ESPN 30 for 30 Shorts: The Great Trade Robbery (2014)

Directed by Stuart Zicherman

Recalling some of the most one sided trades in the history of sports can be a really fun exercise. Babe Ruth’s contract sold for $100,000? John Elway for Mark Hermann, Chris Hinton and Ron Solt? Dr. J to the Nets for $3 Million? The list could go on, but included in that list is the Hershel Walker trade the struggling Dallas Cowboys made, which helped build their dynasty. I don’t find it necessary to discuss the exact terms in this review, watch the film if you don’t know them. What I would prefer to do with this review is speak more generally about the different kinds of films we see from the 30 for 30 series. I bring this up because, to be completely honest, this particular film works more as a history lesson that it does as entertainment or artistic storytelling. In other words, the story being told is simple, and it is done in a simple and straightforward manner. The film exists to communicate the terms and results of the trade.

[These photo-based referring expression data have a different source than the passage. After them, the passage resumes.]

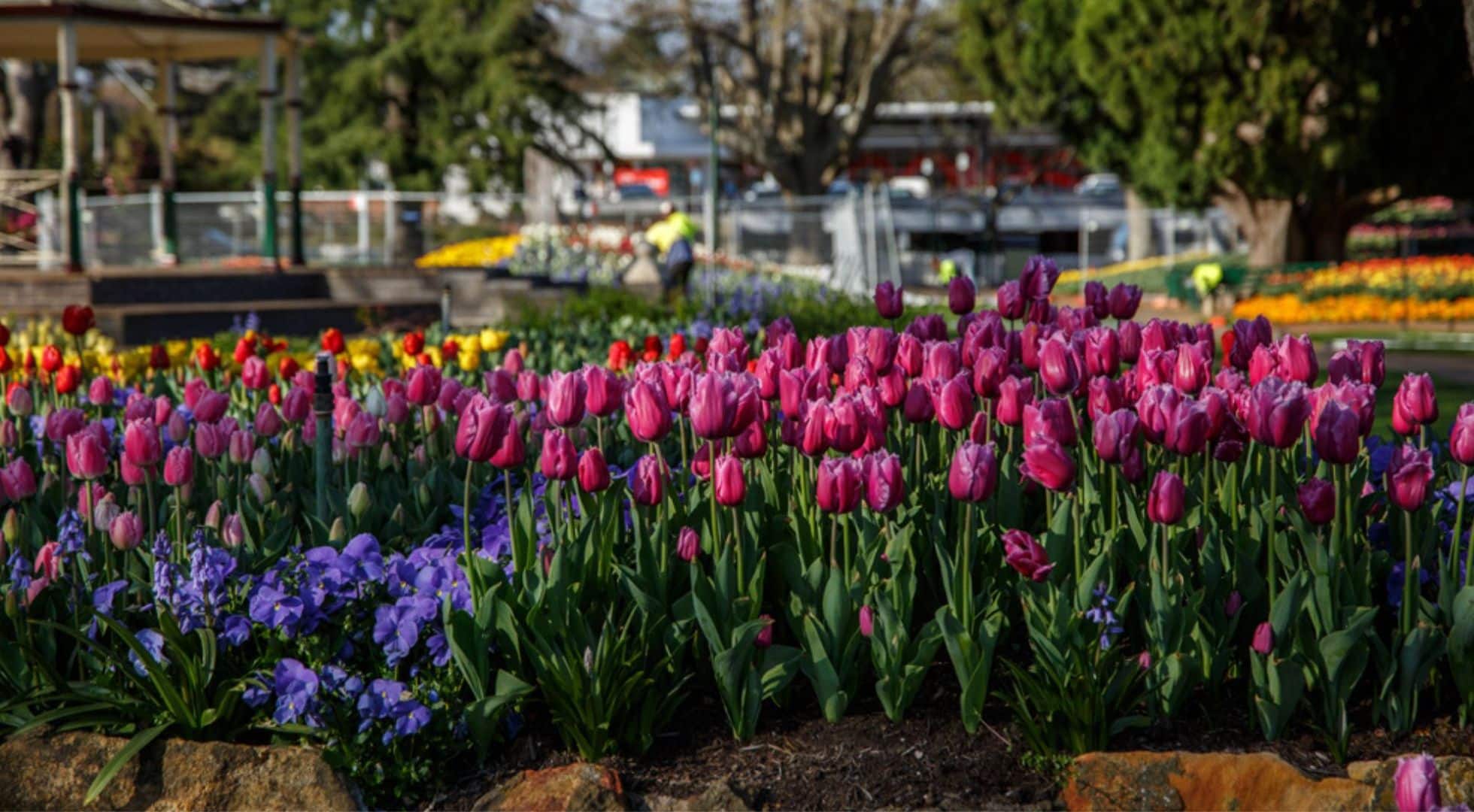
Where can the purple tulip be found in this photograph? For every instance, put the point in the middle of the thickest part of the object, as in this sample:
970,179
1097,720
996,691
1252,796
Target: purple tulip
961,295
889,301
839,485
1337,434
884,486
1048,463
1408,477
973,475
1317,500
1027,556
1277,411
1166,498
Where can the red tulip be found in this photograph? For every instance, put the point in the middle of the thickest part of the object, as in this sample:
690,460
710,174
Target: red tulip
78,319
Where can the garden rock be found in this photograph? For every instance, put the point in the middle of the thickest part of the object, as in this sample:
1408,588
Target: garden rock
1455,780
577,786
1142,780
55,773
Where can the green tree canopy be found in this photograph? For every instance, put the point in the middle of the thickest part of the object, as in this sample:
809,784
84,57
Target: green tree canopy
1299,118
417,84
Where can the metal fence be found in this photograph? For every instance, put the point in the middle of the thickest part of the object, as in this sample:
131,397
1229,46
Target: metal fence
851,241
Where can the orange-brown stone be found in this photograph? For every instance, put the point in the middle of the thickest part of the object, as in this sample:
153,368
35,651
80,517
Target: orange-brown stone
577,786
1169,781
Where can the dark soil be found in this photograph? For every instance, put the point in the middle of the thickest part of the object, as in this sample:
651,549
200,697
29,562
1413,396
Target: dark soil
798,761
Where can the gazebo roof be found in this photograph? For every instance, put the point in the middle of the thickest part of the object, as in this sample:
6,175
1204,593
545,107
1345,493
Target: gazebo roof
130,30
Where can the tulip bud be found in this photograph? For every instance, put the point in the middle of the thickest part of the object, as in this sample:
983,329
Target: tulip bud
233,534
359,500
687,546
213,517
1263,638
126,531
105,512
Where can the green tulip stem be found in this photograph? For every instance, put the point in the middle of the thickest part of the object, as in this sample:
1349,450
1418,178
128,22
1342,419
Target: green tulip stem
1458,529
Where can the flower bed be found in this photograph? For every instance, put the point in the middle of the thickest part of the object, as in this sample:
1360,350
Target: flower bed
1057,511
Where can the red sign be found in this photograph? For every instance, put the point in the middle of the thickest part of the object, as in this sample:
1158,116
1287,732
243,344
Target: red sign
658,180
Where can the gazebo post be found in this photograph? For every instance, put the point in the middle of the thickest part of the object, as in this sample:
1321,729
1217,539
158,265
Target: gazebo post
171,139
294,135
71,138
268,90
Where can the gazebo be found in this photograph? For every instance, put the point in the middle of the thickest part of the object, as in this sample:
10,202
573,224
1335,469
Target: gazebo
168,33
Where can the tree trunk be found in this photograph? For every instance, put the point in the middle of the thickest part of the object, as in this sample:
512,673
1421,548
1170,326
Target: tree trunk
1139,226
1263,223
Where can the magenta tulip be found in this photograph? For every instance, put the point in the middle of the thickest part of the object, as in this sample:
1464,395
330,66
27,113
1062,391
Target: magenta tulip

It’s a fine line between what this film does and what others in the series have done to set themselves apart. However, I struggle with films like this that are so straightforward that I feel like I’m more being informed than I am entertained. When that happens I don’t feel like it’s a true film, and that sounds harsh to say, and maybe I’m way off base to put it in those terms, but that is what I experienced with this particular film. “So that happened, and so what?” I understand the documentary genre, or maybe I don’t, but my favorite documentaries tell, yes, true stories, but do so in compelling, thought-provoking manners. The Great Trade Robbery does not do that. It exists to inform and toot the horn of Jimmy Johnson and Jerry Jones for pulling off one of the best deals (for the Cowboys, not the Vikings) in the history of sport.

It does a good job of informing the viewer of the circumstances of the trade, the terms of the trade, how and why the Cowboys pulled it off. From that perspective, it really does cover it’s bases in terms of the who, what, when, where, why and how questions. So I can’t complain too much. But it fails to color in that outline. It fails even to creatively color outside those lines.